Librería Samer Atenea
Librería Aciertas (Toledo)
Kálamo Books
Librería Perelló (Valencia)
Librería Elías (Asturias)
Donde los libros
Librería Kolima (Madrid)
Librería Proteo (Málaga)
A disciplined inventory of nature’s names.A precise catalogue for scholars.Presented as Section F of the American Association for the Advancement of Science, this methodical compendium lists phyla, classes and orders with a clarity that makes it both a practical zoological classification guide and an enduring scientific taxonomy reference. Compact and unadorned, it functions as an animal phyla list and biological nomenclature handbook suited to zoologists and natural historians of its era and to modern readers seeking a foundational zoology study resource. The terse entries and logical grouping aid quick consultation and cross-reference, giving the book ongoing value as a species identification manual and a comparative anatomy compendium.

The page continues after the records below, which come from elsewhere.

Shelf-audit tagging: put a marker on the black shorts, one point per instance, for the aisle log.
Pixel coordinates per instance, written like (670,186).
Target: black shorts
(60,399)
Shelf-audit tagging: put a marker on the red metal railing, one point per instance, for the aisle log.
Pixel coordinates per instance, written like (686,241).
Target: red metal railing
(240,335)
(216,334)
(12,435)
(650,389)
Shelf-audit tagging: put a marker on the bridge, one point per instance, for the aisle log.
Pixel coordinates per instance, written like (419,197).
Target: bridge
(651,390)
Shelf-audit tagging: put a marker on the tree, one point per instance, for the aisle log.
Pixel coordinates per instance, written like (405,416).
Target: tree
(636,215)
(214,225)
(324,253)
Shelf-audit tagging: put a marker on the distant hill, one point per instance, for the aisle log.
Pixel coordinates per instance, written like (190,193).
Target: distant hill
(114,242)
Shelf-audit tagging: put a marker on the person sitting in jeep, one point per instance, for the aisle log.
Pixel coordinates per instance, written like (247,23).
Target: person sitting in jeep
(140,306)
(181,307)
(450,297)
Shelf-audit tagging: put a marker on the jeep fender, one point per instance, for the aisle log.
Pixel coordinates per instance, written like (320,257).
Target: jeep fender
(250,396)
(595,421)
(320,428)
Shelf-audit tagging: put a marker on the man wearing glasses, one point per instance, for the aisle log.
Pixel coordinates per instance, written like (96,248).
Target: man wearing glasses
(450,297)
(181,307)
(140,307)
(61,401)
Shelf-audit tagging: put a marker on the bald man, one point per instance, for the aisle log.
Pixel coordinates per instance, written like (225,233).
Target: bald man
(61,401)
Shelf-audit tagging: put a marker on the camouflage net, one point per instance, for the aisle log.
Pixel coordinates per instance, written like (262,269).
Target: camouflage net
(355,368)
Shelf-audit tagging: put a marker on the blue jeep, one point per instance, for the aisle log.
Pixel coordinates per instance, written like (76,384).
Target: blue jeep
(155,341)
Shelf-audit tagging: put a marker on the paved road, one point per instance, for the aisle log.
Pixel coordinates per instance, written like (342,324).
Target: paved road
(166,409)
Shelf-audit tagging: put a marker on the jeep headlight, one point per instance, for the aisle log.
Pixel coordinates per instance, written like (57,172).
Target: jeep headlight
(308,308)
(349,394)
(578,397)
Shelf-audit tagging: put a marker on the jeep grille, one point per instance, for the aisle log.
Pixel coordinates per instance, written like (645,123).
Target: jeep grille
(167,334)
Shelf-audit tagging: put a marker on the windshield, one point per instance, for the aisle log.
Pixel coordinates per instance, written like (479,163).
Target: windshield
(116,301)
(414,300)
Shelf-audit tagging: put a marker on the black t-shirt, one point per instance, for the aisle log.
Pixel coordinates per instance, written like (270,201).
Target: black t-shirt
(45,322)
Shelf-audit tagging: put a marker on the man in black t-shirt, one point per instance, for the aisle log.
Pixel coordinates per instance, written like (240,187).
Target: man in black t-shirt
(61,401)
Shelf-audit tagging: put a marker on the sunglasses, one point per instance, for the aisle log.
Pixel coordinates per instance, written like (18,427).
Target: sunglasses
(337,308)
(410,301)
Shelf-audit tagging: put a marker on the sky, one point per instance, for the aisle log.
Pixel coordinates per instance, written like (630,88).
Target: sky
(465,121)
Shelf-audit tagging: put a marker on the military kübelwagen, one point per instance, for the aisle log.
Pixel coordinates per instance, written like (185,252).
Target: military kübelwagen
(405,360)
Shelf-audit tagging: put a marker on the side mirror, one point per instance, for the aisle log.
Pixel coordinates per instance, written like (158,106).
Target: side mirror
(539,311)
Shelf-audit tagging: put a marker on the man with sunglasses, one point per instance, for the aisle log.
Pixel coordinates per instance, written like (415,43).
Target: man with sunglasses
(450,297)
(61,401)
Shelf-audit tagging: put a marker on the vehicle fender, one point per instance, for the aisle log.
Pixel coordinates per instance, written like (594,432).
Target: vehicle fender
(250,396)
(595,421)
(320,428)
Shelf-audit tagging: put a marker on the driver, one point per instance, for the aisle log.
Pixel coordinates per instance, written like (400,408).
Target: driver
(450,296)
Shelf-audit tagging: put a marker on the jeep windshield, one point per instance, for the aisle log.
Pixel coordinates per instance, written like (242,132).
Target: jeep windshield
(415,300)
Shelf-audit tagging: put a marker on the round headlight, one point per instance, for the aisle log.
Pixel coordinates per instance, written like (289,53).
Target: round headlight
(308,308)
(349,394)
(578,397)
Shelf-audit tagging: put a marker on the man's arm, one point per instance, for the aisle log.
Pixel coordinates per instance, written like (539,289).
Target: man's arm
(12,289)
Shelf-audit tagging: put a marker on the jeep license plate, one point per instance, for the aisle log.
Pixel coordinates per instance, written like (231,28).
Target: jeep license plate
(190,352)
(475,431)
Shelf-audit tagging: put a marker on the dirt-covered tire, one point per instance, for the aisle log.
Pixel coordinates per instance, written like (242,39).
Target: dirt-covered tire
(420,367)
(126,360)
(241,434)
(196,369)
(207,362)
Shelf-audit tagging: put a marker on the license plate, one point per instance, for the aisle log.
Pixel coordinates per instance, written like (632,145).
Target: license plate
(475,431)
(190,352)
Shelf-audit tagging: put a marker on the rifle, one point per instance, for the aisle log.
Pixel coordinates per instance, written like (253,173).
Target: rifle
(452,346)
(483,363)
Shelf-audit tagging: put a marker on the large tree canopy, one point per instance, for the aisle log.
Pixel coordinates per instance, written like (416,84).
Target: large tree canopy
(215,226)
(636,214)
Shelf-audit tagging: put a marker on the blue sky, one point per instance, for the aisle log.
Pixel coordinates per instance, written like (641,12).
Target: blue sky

Its authoritative frame and sober presentation make it an efficient faunal order directory and an indispensable academic reference collection for libraries and researchers alike.Of historical consequence, the volume records the logic of classification at a moment when taxonomy was being standardised across museums, universities and learned societies, and it offers direct evidence of discussions among American scientific societies that helped define modern practice in nineteenth-century science. Out of print for decades and now republished by Alpha Editions. Restored for today’s and future generations. More than a reprint - a collector’s item and a cultural treasure. Accessible to natural history students and curious readers, while simultaneously attractive to classic-literature collectors, it bridges the needs of practical study and the pleasures of historical collecting; a heritage title prepared to occupy both the study desk and the display shelf.It serves museum researchers piecing taxonomic histories, naturalists consulting a species identification manual, and natural history students seeking a compact zoology study resource. Librarians and curators will value its directness as an academic reference collection, while curious readers interested in classification can browse it as a readable index into scientific method. For collectors of nineteenth-century science-and for those who preserve works from American scientific societies-this restored volume offers provenance and presence: a material expression of the era’s comparative anatomy compendia and faunal order directories. Elegant in restraint, it rewards attention and sustains inquiry.